I spotted Clare right away, her head towering over the rest.  She would be the first flower I’d observe for bee pollinating activity. With pad and pen in hand, I watched.  Two bumble bees visited one after the other.  Then, nothing.  I watched helplessly as bee after bee bypassed Clare for the dainty black-eyed Susans. Finally, after 15 minutes, a visitor:  a large carpenter bee, quickly followed by another.  The two visited for five minutes, an eternity in bee-time.  I felt happy for old Clare.  She still had her powers of attraction. 

Some 300 other New Yorkers like me are hitting parks and gardens to monitor “bee visitations” to city flowers — all in an effort to find out which areas of the city have what researchers call “good pollinator service.”  Without bees and other pollinators, the city’s 700-plus community gardens wouldn’t produce nearly as many tomatoes, cucumbers, squash, peppers and other vegetables. 

Since the Great Pollinator Project started in 2007, the number of volunteers has increased every year.
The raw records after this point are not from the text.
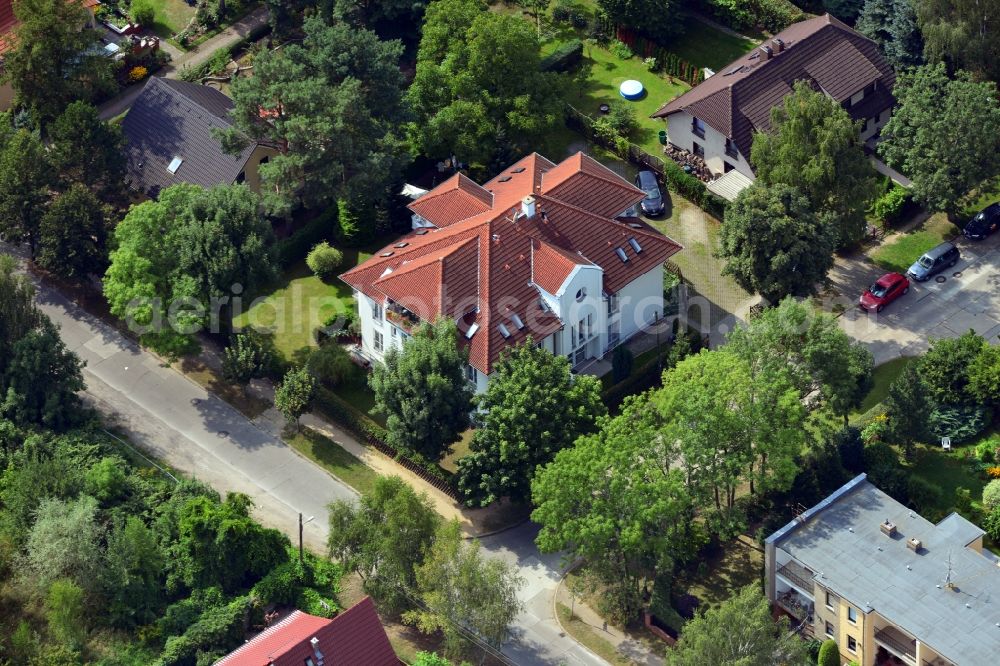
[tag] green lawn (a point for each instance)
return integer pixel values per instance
(300, 302)
(601, 73)
(704, 46)
(331, 457)
(900, 253)
(883, 376)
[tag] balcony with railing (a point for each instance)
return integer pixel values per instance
(897, 644)
(401, 317)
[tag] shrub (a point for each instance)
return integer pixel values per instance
(829, 654)
(143, 13)
(991, 496)
(620, 50)
(959, 422)
(564, 58)
(621, 363)
(137, 73)
(891, 207)
(324, 260)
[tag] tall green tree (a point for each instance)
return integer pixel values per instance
(331, 106)
(175, 255)
(57, 58)
(72, 235)
(814, 146)
(946, 367)
(478, 93)
(774, 244)
(944, 134)
(533, 408)
(460, 588)
(908, 408)
(85, 149)
(383, 538)
(962, 34)
(892, 24)
(25, 182)
(741, 631)
(423, 392)
(617, 498)
(294, 394)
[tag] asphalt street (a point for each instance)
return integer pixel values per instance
(196, 432)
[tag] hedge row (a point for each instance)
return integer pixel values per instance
(295, 247)
(564, 58)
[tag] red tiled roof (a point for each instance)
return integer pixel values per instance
(737, 100)
(479, 269)
(353, 637)
(452, 201)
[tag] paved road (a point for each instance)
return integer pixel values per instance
(968, 298)
(192, 58)
(198, 433)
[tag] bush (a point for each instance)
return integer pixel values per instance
(620, 50)
(892, 207)
(991, 496)
(621, 363)
(959, 422)
(143, 13)
(566, 57)
(324, 260)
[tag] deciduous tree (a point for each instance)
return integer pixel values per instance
(892, 24)
(944, 134)
(462, 589)
(423, 392)
(774, 244)
(478, 93)
(814, 146)
(740, 630)
(533, 408)
(72, 235)
(383, 538)
(57, 58)
(331, 106)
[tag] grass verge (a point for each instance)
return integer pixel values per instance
(900, 253)
(330, 456)
(585, 634)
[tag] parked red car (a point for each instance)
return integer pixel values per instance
(886, 289)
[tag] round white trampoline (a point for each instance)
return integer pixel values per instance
(631, 89)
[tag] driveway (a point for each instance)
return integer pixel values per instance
(957, 300)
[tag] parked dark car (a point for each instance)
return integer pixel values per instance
(885, 290)
(653, 203)
(933, 262)
(984, 223)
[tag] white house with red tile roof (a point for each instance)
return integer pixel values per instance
(541, 250)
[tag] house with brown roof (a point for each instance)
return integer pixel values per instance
(353, 637)
(542, 250)
(716, 120)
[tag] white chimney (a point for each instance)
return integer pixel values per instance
(528, 206)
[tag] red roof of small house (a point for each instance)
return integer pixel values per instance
(483, 262)
(353, 637)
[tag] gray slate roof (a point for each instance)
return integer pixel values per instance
(175, 119)
(840, 541)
The project — an initiative of the Center for Biodiversity and Conservation at the American Museum of Natural History and Staten Island’s Greenbelt Native Plant Center — aims to raise public awareness of the importance of the city’s more than 225 species of native bees and promote home gardening and park management practices that benefit them.   

Most of the volunteer bee watchers are in Brooklyn, followed by Manhattan, Queens, Staten Island and the Bronx, said Kevin Matteson, a teaching fellow in the Department of Biological Sciences at Fordham University who co-wrote a soon-to-be-published report on bees in New York City community gardens. 
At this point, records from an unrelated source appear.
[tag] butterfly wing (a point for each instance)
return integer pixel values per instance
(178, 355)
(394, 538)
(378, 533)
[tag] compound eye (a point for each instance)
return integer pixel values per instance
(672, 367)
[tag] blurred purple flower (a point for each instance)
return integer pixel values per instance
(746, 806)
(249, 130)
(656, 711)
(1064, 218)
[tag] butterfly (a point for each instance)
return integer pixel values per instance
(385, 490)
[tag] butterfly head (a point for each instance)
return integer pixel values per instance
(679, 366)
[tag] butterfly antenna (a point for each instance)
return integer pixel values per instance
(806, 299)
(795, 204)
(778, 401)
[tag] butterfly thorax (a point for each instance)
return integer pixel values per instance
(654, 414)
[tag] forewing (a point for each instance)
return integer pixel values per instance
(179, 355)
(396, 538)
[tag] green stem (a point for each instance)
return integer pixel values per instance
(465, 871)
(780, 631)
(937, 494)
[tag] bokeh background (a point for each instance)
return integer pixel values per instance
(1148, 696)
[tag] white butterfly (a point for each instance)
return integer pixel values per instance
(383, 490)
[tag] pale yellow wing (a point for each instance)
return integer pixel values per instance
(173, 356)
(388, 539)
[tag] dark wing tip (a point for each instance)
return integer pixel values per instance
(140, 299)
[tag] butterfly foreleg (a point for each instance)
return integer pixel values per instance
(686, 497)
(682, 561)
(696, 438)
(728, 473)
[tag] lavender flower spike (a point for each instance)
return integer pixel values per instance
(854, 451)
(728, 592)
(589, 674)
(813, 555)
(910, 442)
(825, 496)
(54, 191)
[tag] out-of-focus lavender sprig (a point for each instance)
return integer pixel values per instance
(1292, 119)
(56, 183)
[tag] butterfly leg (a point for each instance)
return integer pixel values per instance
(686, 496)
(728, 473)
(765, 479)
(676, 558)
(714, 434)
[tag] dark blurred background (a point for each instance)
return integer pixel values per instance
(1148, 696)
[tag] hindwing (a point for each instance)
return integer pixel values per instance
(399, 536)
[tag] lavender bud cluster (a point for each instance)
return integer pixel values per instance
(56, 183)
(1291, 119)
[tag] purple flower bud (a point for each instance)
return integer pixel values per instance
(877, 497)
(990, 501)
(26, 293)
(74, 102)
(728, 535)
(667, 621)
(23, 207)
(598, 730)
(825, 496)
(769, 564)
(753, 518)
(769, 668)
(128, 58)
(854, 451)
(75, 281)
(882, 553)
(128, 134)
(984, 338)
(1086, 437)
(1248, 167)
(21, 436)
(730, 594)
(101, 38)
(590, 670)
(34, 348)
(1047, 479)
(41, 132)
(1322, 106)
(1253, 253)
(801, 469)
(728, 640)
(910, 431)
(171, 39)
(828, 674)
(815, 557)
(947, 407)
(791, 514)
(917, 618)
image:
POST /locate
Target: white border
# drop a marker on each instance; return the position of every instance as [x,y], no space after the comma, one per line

“Pollinator service seems to peak at around 80 degrees and in late July when wild bee populations are at a max,” Matteson wrote in an e-mail message.  He also noted that gourds such as pumpkins, squash and zucchini and fruits such as peaches, apples, plums and raspberries are among the crops most dependent on bees and other animal pollinators in New York City community gardens.  

At an orientation for volunteer bee watchers in Central Park, some 50 participants learned how to identify the four major categories of bees and how to spot and watch out for wasps, yellow jacks and other “bee impostors.” They also learned about their responsibilities.  Volunteers committed to watching bees for 30 minutes at least once every two weeks until October when bees begin to fade. 

I chose to be a “mobile bee watcher,” scouting for flowers and bees in public gardens, while others chose to take flower seedlings that they would monitor in their yards or stoops at home.  Some chose to grow the flowers from seeds provided at the orientation. 

There would be times, the orientation leader told us, when the entire volunteer corps would be asked to observe at the same time, a mass swarming, I thought, of New Yorkers on city bees.

The work of the volunteer bee watcher is relaxing, providing a terrific form of stress relief.  Volunteers observe one flower at a time for up to 30 minutes.  As soon as the flower receives five bee visitors, the volunteer’s observation is over.  The volunteer records the data online and for two weeks needn’t do another bee observation if he or she chooses not to.  They can, however, do as many observations as they like. 

With Clare, I waited 23 minutes for five bees to visit.  The other coneflowers I’ve observed since have taken half the time.

What can I say?  It wasn’t Clare’s best day.